RIVIGO Reporting Platform

8 August 2019
Architecture

This article talks about how the engineers at RIVIGO Labs built a serverless, cost-effective reporting platform that helps convert data into valuable insights.


 

Is Data the new Gold?

 

Yes, it is, but gold has to pass through fire to realize its value. Similarly, data must be refined and converted into valuable insights to qualify for the tag of “New Gold”.

Rivigo, at its core, is a data-driven organization and we generate lots of data. It’s important for us to convert this data into gold to drive  business decisions. Here is how we have built end to end reporting platform to convert our data into gold.

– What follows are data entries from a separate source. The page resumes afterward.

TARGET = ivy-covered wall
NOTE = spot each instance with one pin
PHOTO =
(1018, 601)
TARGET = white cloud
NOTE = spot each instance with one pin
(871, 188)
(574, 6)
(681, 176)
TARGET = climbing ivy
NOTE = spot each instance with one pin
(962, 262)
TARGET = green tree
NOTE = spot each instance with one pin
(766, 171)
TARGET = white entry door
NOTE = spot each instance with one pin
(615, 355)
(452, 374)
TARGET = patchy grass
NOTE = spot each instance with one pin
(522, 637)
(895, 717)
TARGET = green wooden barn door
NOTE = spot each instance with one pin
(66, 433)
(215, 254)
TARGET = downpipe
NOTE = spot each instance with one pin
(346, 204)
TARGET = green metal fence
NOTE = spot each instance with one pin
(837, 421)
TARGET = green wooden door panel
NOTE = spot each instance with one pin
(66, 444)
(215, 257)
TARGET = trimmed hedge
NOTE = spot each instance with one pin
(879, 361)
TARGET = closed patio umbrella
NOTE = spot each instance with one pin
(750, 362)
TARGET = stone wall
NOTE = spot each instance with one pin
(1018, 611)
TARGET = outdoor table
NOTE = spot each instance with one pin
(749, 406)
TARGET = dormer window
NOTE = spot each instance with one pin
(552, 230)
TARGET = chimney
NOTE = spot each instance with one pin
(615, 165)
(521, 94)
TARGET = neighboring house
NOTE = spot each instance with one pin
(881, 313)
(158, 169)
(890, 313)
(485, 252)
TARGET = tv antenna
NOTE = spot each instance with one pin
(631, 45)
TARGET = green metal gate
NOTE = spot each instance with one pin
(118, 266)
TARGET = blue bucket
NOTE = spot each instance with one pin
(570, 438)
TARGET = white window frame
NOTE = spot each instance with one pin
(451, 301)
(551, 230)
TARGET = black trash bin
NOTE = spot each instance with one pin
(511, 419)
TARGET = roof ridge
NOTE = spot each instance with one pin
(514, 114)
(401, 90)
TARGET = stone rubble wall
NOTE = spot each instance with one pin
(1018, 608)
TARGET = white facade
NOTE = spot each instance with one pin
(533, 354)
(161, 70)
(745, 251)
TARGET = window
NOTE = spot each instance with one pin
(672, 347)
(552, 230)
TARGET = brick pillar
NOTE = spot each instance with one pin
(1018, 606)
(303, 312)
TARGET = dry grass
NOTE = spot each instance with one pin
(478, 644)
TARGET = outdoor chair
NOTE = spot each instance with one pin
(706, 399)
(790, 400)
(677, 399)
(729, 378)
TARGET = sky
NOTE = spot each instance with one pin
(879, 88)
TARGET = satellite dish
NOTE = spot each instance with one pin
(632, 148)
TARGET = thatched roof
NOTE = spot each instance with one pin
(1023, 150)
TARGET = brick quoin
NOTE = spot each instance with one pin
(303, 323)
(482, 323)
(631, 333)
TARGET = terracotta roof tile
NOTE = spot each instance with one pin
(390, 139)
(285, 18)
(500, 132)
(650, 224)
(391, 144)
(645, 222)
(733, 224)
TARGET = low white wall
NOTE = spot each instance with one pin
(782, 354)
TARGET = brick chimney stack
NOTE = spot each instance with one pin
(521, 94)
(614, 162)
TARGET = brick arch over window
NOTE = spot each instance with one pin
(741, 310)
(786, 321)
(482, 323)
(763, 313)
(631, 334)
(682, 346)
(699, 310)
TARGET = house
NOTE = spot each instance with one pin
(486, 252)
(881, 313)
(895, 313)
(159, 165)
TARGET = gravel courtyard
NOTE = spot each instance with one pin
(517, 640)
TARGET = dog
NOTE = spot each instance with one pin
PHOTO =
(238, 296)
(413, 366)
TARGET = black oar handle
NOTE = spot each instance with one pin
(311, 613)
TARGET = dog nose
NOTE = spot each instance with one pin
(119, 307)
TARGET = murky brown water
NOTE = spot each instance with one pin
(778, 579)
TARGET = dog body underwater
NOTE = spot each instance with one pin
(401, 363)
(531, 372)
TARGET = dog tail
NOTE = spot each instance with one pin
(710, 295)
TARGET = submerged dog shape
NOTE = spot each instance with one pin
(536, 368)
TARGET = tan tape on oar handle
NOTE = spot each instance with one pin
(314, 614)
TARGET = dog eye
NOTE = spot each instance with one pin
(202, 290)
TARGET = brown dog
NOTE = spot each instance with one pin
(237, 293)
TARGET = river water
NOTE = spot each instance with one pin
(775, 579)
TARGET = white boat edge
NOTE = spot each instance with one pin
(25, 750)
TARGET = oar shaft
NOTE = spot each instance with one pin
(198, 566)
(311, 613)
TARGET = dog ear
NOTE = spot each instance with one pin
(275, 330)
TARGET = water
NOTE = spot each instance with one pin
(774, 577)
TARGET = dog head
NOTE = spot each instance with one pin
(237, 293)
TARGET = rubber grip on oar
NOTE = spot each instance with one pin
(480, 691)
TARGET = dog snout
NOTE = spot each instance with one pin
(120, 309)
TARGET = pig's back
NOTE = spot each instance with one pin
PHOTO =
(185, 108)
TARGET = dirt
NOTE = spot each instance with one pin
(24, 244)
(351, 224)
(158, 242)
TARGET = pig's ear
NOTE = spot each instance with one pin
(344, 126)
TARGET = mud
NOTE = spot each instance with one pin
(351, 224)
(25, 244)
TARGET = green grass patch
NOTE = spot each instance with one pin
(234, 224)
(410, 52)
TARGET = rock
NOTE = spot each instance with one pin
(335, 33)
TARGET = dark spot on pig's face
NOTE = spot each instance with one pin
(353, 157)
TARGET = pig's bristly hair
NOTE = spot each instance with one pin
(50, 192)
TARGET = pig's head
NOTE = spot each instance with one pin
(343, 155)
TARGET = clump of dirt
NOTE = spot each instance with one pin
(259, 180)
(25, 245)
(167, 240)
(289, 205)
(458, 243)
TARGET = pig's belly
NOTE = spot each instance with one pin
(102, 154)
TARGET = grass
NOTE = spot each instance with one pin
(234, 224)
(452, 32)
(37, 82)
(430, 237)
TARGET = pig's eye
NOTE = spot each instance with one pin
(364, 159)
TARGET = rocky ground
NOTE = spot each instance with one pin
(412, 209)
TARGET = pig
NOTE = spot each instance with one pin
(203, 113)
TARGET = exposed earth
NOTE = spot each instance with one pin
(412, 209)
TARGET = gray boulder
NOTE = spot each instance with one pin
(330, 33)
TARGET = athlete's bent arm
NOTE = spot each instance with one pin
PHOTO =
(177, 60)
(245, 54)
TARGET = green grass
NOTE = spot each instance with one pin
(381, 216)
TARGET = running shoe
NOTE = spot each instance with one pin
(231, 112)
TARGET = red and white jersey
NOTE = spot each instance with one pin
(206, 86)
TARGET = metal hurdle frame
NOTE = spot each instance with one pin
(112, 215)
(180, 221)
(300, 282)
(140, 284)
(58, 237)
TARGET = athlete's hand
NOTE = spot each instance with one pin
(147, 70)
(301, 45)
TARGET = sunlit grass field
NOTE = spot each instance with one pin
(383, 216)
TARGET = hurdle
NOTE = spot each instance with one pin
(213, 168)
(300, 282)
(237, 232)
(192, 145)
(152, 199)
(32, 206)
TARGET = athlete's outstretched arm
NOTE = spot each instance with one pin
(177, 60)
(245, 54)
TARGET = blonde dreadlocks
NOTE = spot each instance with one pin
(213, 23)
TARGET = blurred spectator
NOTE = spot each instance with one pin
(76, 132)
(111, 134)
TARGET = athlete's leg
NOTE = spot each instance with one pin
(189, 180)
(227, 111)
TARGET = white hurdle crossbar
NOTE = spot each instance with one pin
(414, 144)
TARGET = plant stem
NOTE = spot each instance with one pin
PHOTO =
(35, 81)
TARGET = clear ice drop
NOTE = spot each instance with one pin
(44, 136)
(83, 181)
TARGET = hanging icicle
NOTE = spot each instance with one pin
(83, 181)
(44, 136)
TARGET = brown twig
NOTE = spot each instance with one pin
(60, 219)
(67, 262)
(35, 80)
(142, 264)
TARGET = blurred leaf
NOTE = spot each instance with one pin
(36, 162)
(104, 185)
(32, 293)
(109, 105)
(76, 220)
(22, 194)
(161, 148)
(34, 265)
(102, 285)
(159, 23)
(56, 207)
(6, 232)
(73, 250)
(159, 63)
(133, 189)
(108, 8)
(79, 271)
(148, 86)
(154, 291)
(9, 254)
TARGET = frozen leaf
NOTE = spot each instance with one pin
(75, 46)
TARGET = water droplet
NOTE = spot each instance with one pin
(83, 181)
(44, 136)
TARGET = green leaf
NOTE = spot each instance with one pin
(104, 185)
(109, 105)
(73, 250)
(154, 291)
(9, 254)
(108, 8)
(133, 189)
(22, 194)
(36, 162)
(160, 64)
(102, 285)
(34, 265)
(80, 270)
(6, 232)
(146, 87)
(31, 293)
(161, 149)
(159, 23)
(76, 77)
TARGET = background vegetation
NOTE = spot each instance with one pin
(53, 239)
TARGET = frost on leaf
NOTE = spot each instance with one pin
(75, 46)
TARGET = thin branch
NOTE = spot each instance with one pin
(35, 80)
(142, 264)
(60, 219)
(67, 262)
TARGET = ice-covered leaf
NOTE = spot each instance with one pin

The reporting platform is built completely on AWS a mostly using server-less architecture to minimize costs, and we call it lean reporting.

 

Services needed for Reporting Platform

 

Following is the overall architecture of the reporting platform we built. We will talk about each service in detail in the subsequent section.

 

Ingestion Service

The first step is to bring all the data to the data lake. We have built our data lake on Amazon S3 Storage. We needed one service which supports different sources and sinks to load data for batch processing. Hence we built an inhouse service called “Vaayu” which is highly configurable in-terms of a source of data. It can be configured as follows:

source {
  type = "jdbc"
  url = "jdbc:mysql://server-name.com:3306/dbname"
  dbtable = "dbname.tablename"
  ssm-path = "/test/db/prod/read/"
  aws-region = "ap-south-1"
  user = "???"
  password = "???"
  fetchsize = "20000"
}
sink {
  type = "s3"
  bucket = "bucket-name"
  folder = "ingestion/vaayu/dbname_tablename/"
  format = "parquet"
  save_mode = "error"
}
spark {
  app.name = "ingestion"
}
schema {
  epoch_cols = ["last_updated_date", "created_date"]
  numeric_cols = ["latitude", "longitude", "rating"]
  bool_cols = [is_active]
}

This service runs on EMR and ingests data from different sources and dumps data in time/date portioned directories on S3. We use parquet as the file format which is a columnar storage format. Parquet enables our downstream job to optimize the read due to columnar nature. There are other options like ORC which is equally good and well supported.

 

ETL Jobs

Every data source we ingest from “Vaayu” needs to be enriched and annotated with other data sources before it can become really useful.

We have chosen spark for ETL processing on the data. We built a multi-module project which supports writing ETL either in scala or python as spark support both programming interfaces. All common functions like time/partitions handling, spark configuration, job config parsing, and common annotations and computations are provided by the framework so any new ETL job for a report can be quickly added.

Each job has its own configuration file which defines all job level configs.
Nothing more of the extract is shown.